Чарльз ДиккенсЧто касается вина, то он пил воду.
Виктор ГюгоГлава о годе,
Которым завершен роман
Речь
– Дорогие соседи, добрейшие обыватели, почтенные граждане! Я высунулся из окна с заранее обдуманным намерением: мне скучно, дорогие соседи, меня грызет тоска, почтенные граждане, сердце мое ссохлось и свернулось штопором, как лимонная корка на раскаленной солнцем мостовой.
Почтенные обыватели! Это верно, что на дворе тысяча девятьсот двадцать второй год.
Передо мной восемьдесят пять окон, не считая двух чердачных, одного подвального, одного, искусно нарисованного на стене маляром довоенного времени, и того, в котором все вы можете различить верхнюю часть моей фигуры.
Я мог бы рассказать вам о каждом из этих окон, но я знаю – вы не будете меня слушать. Поэтому прошу вас обратить свои взоры только на окно вон там, внизу, где развалилась полосатая перина, которую поутру отчаянно колотила ружейным шомполом краснорукая хозяйка. И еще на окно вон там, правее, откуда с утра до ночи сыплется бренчанье домры; и еще на то, в самом верху, под чердаком, где непрестанно отхаркивает романсы граммофон; и еще на одно, последнее, что прямо против меня и так свеже прошпаклевано: завтра его будут красить.
Почтенные граждане! Республика в конце концов не плохая штука. В республике можно выбивать перины и проветривать их на солнышке, без опасения, что к вечеру придется постлать семейное ложе одним перинным чехлом. В республике можно иметь музыкальный слух и обучаться игре на домре. Совершенно очевидно, что образ правления государства никак не отражается на добротности граммофонных пластинок. И наконец, республика сравнительно легко усвоила, что крашеные оконные рамы отменно противостоят ветрам и непогоде.

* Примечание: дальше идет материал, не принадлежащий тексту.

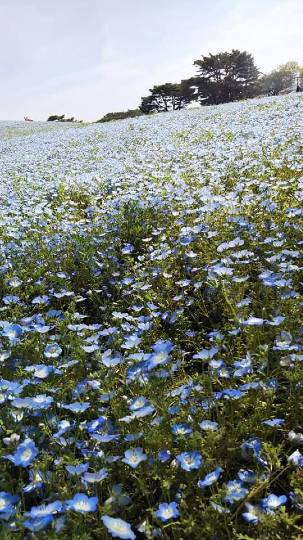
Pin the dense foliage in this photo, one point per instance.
(120, 115)
(151, 326)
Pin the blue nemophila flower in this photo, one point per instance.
(131, 341)
(93, 478)
(189, 461)
(25, 454)
(272, 422)
(253, 321)
(134, 457)
(247, 476)
(181, 429)
(6, 504)
(82, 503)
(127, 249)
(45, 510)
(210, 478)
(39, 402)
(208, 425)
(167, 511)
(296, 458)
(118, 528)
(52, 350)
(41, 371)
(235, 491)
(12, 331)
(11, 299)
(77, 469)
(164, 455)
(272, 502)
(160, 354)
(206, 354)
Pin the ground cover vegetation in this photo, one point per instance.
(151, 326)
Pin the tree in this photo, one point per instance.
(226, 77)
(131, 113)
(281, 78)
(167, 97)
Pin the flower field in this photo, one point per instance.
(151, 326)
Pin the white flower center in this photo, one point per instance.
(26, 454)
(82, 505)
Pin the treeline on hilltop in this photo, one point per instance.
(220, 78)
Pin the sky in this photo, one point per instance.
(84, 58)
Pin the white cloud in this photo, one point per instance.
(87, 57)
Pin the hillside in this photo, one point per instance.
(151, 326)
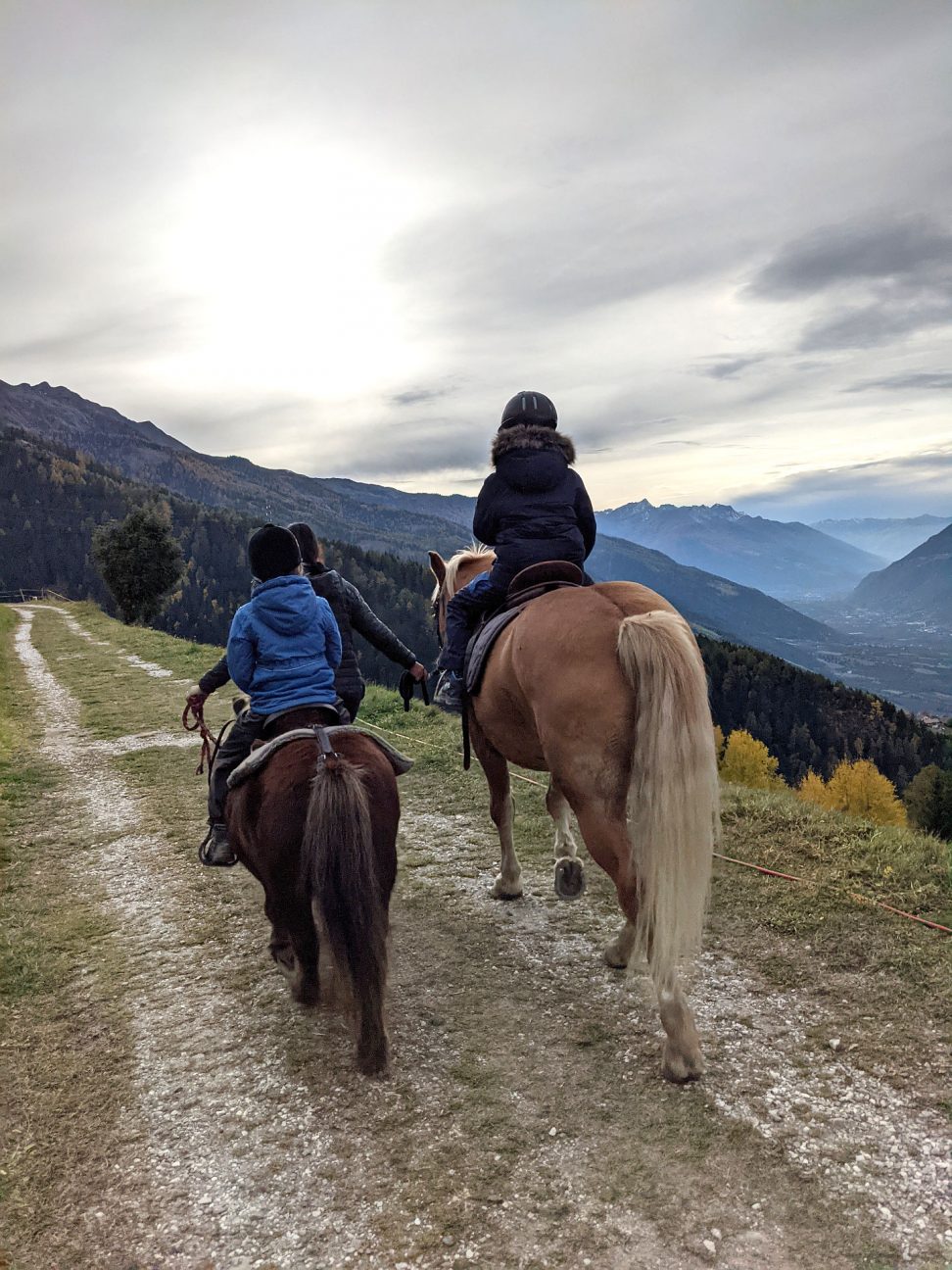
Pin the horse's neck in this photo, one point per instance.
(304, 717)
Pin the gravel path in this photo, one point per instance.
(526, 1075)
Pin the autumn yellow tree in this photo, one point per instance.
(861, 789)
(813, 790)
(749, 762)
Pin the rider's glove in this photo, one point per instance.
(196, 698)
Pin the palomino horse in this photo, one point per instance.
(603, 687)
(320, 836)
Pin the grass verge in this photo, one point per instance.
(64, 1048)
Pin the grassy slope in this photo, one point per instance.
(811, 936)
(54, 1009)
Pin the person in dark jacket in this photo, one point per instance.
(353, 613)
(532, 509)
(283, 649)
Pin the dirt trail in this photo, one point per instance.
(526, 1124)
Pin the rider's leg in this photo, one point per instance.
(235, 748)
(352, 704)
(463, 612)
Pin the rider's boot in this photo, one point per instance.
(215, 849)
(450, 692)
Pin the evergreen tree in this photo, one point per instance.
(138, 561)
(928, 801)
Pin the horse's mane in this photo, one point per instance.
(474, 553)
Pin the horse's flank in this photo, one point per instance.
(604, 689)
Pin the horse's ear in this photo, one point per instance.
(438, 565)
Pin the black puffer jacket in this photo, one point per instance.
(355, 613)
(533, 507)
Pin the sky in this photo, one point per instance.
(338, 236)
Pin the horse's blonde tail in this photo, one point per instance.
(673, 795)
(339, 873)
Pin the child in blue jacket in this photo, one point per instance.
(283, 649)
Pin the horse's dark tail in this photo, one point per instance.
(340, 874)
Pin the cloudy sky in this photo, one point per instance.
(337, 236)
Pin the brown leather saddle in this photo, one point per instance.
(539, 579)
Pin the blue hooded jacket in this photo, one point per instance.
(284, 647)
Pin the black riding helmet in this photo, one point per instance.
(533, 408)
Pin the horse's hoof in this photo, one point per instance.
(505, 891)
(570, 878)
(283, 955)
(681, 1068)
(373, 1058)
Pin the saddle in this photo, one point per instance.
(528, 584)
(262, 755)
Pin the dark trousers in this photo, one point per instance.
(235, 748)
(463, 612)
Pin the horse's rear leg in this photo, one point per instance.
(295, 949)
(508, 884)
(607, 840)
(569, 876)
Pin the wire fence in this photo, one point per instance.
(25, 595)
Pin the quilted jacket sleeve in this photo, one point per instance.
(373, 630)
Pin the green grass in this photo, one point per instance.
(762, 921)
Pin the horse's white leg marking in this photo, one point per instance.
(618, 952)
(682, 1056)
(557, 807)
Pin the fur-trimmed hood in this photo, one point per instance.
(531, 436)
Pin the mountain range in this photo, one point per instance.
(380, 518)
(376, 517)
(785, 559)
(890, 539)
(917, 587)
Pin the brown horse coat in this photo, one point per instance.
(321, 840)
(604, 689)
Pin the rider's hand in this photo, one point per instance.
(194, 696)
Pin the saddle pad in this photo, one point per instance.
(258, 758)
(481, 646)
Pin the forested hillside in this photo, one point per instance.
(51, 501)
(810, 723)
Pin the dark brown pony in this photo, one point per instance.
(603, 687)
(320, 836)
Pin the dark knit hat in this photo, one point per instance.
(273, 552)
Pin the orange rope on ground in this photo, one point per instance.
(730, 860)
(853, 895)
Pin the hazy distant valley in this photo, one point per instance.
(822, 601)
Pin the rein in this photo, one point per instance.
(211, 745)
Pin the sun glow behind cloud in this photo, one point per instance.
(281, 241)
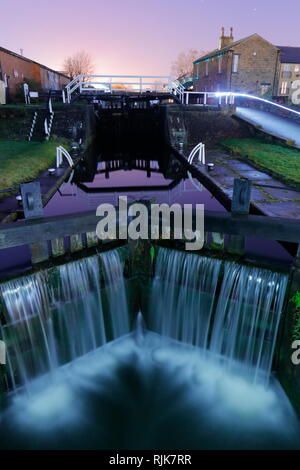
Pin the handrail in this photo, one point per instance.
(201, 155)
(200, 148)
(60, 153)
(37, 230)
(111, 82)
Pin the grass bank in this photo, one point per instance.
(24, 161)
(281, 162)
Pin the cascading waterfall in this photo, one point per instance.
(242, 330)
(51, 323)
(116, 295)
(247, 316)
(183, 295)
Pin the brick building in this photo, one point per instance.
(14, 69)
(249, 66)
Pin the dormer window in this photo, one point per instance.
(220, 64)
(235, 65)
(206, 68)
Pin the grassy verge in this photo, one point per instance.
(281, 162)
(24, 161)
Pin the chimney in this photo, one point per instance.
(225, 40)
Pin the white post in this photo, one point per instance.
(26, 93)
(46, 128)
(2, 353)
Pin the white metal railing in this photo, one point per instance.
(125, 83)
(48, 124)
(61, 152)
(32, 126)
(2, 353)
(200, 149)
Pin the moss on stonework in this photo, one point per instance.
(296, 323)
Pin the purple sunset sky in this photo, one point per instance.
(138, 36)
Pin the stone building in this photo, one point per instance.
(289, 71)
(15, 68)
(248, 66)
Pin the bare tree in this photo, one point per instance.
(183, 65)
(79, 63)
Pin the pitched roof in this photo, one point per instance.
(289, 55)
(227, 48)
(7, 51)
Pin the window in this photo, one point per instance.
(220, 64)
(235, 63)
(206, 68)
(283, 90)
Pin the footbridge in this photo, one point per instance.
(267, 116)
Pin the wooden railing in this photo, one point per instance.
(37, 230)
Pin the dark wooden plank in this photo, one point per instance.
(31, 231)
(240, 206)
(33, 209)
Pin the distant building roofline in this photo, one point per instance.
(19, 56)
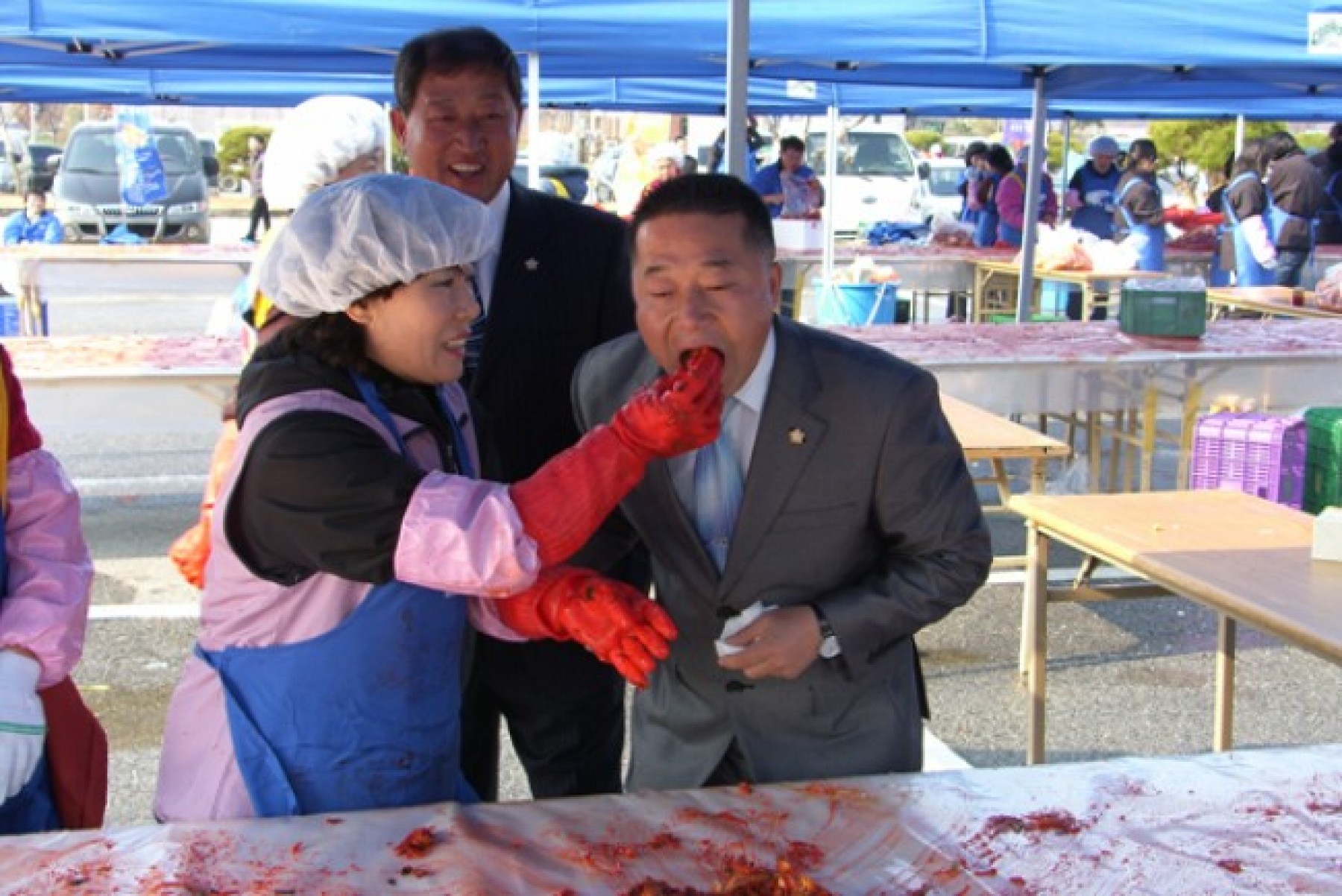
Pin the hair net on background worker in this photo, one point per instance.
(362, 235)
(669, 152)
(315, 140)
(1103, 147)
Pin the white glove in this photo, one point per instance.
(738, 622)
(23, 725)
(1261, 244)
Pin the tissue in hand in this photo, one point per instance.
(1328, 534)
(738, 622)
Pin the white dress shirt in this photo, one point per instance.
(741, 420)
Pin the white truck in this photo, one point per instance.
(877, 177)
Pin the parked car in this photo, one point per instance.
(875, 180)
(87, 187)
(567, 181)
(939, 188)
(35, 171)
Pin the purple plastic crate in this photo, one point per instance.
(1251, 452)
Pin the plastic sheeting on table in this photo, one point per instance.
(1068, 367)
(1264, 821)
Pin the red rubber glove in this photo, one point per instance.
(564, 502)
(617, 622)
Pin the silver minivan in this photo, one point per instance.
(87, 188)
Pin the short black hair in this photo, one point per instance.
(1142, 149)
(449, 51)
(999, 159)
(718, 195)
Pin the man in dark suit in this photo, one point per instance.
(857, 523)
(556, 285)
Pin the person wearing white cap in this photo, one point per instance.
(350, 526)
(321, 141)
(1090, 194)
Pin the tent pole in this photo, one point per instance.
(1067, 147)
(533, 120)
(1033, 177)
(831, 167)
(738, 75)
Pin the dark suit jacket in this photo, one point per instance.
(858, 499)
(561, 287)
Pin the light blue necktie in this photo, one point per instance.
(717, 491)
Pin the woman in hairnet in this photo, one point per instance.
(350, 525)
(1090, 194)
(322, 141)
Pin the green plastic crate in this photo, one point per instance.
(1165, 313)
(1323, 459)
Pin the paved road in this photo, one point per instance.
(1124, 679)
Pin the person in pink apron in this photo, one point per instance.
(353, 541)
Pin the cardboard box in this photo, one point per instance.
(798, 233)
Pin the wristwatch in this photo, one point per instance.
(828, 640)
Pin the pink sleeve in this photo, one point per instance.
(1009, 201)
(463, 535)
(46, 604)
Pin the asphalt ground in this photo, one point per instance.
(1124, 679)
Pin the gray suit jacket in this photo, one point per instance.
(872, 517)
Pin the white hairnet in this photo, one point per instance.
(1103, 147)
(365, 233)
(315, 140)
(666, 152)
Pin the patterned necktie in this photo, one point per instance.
(717, 491)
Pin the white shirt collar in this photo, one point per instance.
(756, 388)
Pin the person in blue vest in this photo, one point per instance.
(1247, 244)
(34, 224)
(353, 540)
(999, 164)
(1295, 195)
(974, 163)
(1138, 207)
(790, 187)
(1090, 196)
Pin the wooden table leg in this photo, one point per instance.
(1223, 733)
(1035, 637)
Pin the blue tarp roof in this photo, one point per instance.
(1164, 54)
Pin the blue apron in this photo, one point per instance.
(1152, 253)
(1097, 219)
(1247, 270)
(31, 810)
(986, 228)
(364, 716)
(1278, 216)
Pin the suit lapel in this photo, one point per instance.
(790, 435)
(662, 501)
(514, 278)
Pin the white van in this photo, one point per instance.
(877, 177)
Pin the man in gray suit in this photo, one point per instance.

Дорогие соседи! Стоит ли говорить, что из восьмидесяти пяти окон нашего колодца только одно мое не украшено сверточками с сыром и колбасой, горшочками со сметаной и простоквашей, кастрюльками, молочниками, масленками, густо-зеленым луком и ядрено-малиновой редиской. Даже крайнее чердачное окно, величиной всего с какую-нибудь фортку, перещеголяло мой запаутиненный, пустой подоконник, неприкосновенно сохранив малоделикатный след кота Матроса моей почтенной хозяйки.
Теперь белые ночи, и в нашем колодце отдыхает пропотевшее за день лето. Восемьдесят пять окон открыты настежь. Я воспользовался этим, чтобы произнести вам свою речь, – вам, гражданин граммофонщик, и вам, соседка, показавшая свою перину, и вам, владельцы кастрюлек, масленок, горшков и редиски, – всем, кто высунул наружу головы и слушает мой упругий голос.
О, не пугайтесь: речь моя не затянется. Мне хотелось предложить вам один вопрос, всего один, – и я кончу.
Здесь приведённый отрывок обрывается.